Sunday, September 24, 2017

The peak of geek

I'm not as dorky as I once was, and I've always wondered when that nerd tsunami peaked. So, using the finest research methodology, I've finally managed to exactly work out what point in space and time I was at my dorkiest. I based it on the one month in history where I owned more comics than any other month.
It took a while, but it was easy to figure out in the end. Unsurprisingly, it was the bloody nineties. August 1993, to be exact.

I worked this out because instead of having useful information like 'how to fix a car' or 'how to arrange a mortgage', my brain is instead capable of recalling any comic I've ever owned since I was 7-years-old, purely from seeing the cover. All that fucking useless information is still rattling around in my head, doing no good at all.

But it did mean I could use the database of comic covers at Mike's Amazing World, which showed all the comics put out by the biggest publishers over the past few decades, and figure out which month was the most frenzied for comic buying. It took a couple of weeks, but when I needed to do something to switch off from the world for a while, I would go through and count out how many comics I got from that month.

It wasn't not entirely exhaustive or scientific in any way - there were some comics that were missing from the list (a lot of small publishers aren't in that database, so no Love and Rockets, or anything like that); and I only did between 1985 and 2000, because I already knew that was when I bought the most comics, by far.

I wrote it all down and it looked like this:

That might just be the nerdiest fucking thing ever posted on the internet, and I know that is a high bar to hurdle.

Jesus fucking Christ, what a fucking dork.

But as nerdy as it was to do this, I'm still nowhere near the levels I was in August 1993, because I have, at one time or another, owned 58 individual comic books published this month.

The nerdiness remained high, all the way through these years. There wasn't a month of published comic between 1985 and 2000 where I didn't end up buying at least 10 issues, and there are several years when I don't get any less than 30, every single month. This was, to use the technical term, a fuck-tonne of comics.

But August 1993 was the peak - it took a while to get to that point, and it never got quite that frenzied again. That was the high point of comics for me, and it's not hard to figure out why.

It's worth noting that there were always more comic buying at that time of year, because there are always a tonne more actual comics published every American summer.

That's when there were more crossovers, and annuals, and a lot of regular comics would go on a bi-weekly schedule for a few months. 1993 was particularly bad for all this - there was the Reign of the Supermen and Knightfall bollocks going on, a bunch of annuals introducing characters that nobody would ever care about again, and several thousand Infinity Crusade crossovers, as well as all the usual nonsense. June to August was always going to be packed with comics.

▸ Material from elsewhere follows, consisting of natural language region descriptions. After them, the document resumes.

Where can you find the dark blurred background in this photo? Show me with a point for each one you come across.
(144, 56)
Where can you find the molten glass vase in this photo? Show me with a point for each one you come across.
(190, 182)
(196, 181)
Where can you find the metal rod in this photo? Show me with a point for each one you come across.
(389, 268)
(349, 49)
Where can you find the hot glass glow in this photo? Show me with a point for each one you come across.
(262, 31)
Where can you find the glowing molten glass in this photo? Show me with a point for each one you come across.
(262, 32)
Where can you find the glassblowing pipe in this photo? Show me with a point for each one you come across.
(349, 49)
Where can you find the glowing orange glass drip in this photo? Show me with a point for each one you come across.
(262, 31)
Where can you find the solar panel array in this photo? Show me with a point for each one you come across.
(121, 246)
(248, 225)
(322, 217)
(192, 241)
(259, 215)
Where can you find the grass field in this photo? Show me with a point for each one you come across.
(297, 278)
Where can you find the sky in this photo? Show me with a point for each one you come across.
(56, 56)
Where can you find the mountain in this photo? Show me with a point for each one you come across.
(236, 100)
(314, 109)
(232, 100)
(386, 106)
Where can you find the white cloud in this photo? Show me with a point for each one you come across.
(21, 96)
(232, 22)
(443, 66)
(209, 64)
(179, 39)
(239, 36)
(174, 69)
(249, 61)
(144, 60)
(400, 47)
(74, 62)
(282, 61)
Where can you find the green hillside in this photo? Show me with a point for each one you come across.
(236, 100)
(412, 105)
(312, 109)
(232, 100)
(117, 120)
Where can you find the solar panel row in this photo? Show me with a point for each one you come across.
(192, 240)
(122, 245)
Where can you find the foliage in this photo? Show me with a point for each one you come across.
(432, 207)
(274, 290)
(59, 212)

But really, it's all personal history behind this surge and ebb - 1993 was my first year out of school, my first year earning a wage, the first year I could buy anything I felt like.

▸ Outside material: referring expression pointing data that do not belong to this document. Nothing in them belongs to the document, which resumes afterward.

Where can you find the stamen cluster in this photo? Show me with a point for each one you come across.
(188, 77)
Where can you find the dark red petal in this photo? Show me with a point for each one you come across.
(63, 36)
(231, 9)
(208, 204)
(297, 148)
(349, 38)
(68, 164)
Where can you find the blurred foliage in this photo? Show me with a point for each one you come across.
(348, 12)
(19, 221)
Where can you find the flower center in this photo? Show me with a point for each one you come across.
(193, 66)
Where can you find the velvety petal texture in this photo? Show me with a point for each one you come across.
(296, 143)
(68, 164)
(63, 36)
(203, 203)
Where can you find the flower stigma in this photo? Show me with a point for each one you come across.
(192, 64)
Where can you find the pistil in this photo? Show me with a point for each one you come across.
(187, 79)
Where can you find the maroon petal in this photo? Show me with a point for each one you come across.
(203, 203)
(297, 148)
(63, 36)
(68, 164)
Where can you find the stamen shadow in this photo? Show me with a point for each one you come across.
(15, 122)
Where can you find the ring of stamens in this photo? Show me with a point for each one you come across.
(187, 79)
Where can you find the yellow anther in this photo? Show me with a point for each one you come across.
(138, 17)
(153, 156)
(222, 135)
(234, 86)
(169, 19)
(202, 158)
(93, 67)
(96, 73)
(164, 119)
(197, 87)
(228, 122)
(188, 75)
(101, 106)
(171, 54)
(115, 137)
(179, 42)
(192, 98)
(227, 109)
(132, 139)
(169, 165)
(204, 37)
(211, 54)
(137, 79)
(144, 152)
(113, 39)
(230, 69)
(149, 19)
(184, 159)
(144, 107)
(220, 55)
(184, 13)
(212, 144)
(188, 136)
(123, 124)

Plus, I had a car, and I could get out of my tiny town and to the big smokes of Christchurch and Dunedin, raiding the comic shops there, and coming home with a back seat literally covered in comic book goodness.

It was also that time in my life when I went through that weird tipping point between a deep obsession with all things superhero, and the first faltering steps into 'mature' comics. A few years earlier, and it was all Marvel and DC, a few years later and they're the rarity.

I was definitely tending more towards DC over Marvel at this time, just because Marvel was stuck in a post-Image funk, while DC was really getting into the iconography of their characters, and were more willing to mess with the formula. But the days when it was all things superhero for Bob were numbered.

Most of these comics that I bought from August 1993 are long gone, the majority disappeared during the usual purges, when I realised I didn't need all those Infinity Gauntlet sequels and spin-offs, and all that post-death Superman, and all those endlessly awful X-comics, and they all went to new homes.

I do still have a small fuck-tonne of them though, sitting in boxes under the bed, a metre away from where I'm typing this. I've still got all the Legion of Super-Heroes and Flash and Cerebus the Aardvark comics I bought at the time, and most of the Vertigo from that period (I still can't get rid of Kid bloody Eternity). I still got the Miracleman and the Lobo. I definitely still have the 1963 comics and all the Garth Ennis books, (this month's issue of Hellblazer is arguably his best single comic of this period), and I was just reading the Batman comic with the sweet Arthur Ranson art the other day.

I've had most of these comics for almost a quarter of a century, and they've survived multiple purges, so as much of a cultural wasteland as August 1993 was, it still had some merit.

I got caught making this list at work a couple of times at work, and I couldn't admit what I was doing, because it was just so fucking nerdy. But it was pleasantly addictive, and mildly educational. I'm glad I did it.

I'm also still fucking glad I'm not 18 anymore, because outside of the comic obsession, I was the usual late-adolescent mess. But all I have to do is look at these covers and it takes me right back to that heady rush of young adulthood. Maybe it's worth using up all that brain space after all.